With gentle accompaniment from multi-instrumentalist Ben Kingsbury, Lance Whitehead and Eddie Goodban, the tracks here were recorded in Edinburgh in the summer of 2019, before the shit hit the fans, but some of the songs feel as though they were precipitated by a personal apocalypse, and I’m pretty sure that’s something we can all empathize with at this point in the time/space continuum. The sense one gets is that the songs collected here are deigned to help us all rebuild that which has collapsed around us.
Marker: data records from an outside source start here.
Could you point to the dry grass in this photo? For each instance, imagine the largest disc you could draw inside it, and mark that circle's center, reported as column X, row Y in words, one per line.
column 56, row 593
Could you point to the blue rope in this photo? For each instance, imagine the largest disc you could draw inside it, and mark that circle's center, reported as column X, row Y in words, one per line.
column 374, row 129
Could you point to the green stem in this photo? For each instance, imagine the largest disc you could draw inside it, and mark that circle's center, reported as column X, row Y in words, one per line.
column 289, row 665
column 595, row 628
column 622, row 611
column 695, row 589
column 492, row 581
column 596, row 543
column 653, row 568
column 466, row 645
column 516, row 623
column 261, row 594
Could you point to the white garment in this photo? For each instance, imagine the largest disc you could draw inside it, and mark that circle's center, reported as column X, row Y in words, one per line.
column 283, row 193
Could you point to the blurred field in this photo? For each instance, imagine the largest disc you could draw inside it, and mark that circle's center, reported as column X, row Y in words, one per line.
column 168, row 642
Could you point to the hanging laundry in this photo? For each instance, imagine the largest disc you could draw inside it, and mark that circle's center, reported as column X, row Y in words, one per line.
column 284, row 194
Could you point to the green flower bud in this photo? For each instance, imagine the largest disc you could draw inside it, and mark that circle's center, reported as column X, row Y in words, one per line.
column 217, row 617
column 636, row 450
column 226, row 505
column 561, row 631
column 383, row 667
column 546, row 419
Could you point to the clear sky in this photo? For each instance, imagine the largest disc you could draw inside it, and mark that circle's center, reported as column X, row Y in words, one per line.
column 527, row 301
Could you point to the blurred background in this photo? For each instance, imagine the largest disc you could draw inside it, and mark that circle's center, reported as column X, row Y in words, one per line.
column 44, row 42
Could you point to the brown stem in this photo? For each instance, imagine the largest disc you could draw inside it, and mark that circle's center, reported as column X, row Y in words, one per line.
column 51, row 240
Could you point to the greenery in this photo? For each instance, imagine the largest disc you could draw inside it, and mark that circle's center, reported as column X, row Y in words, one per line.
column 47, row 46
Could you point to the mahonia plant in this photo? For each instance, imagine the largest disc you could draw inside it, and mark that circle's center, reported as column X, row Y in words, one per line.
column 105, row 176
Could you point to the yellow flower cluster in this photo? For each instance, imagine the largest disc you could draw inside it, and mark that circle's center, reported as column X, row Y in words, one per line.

This is not on infer that The Doozer has gone all instructional on us. One of the great features of his songs has always been their way of combining abstract confusion with observational clarity, allowing simple words to create abstract images. And that has not changed here. His brilliantly casual approach to this is what always makes people (like me anyway), think about his music in terms of extending the sweetest traditions of Syd Barrett and Nick Nicely.
There is darkness built into this music, but it is countered with illumination. And if you so choose, you can spend many pleasant hours exploring the many mysterious corners of Convalescence. And that would be the right thing to do!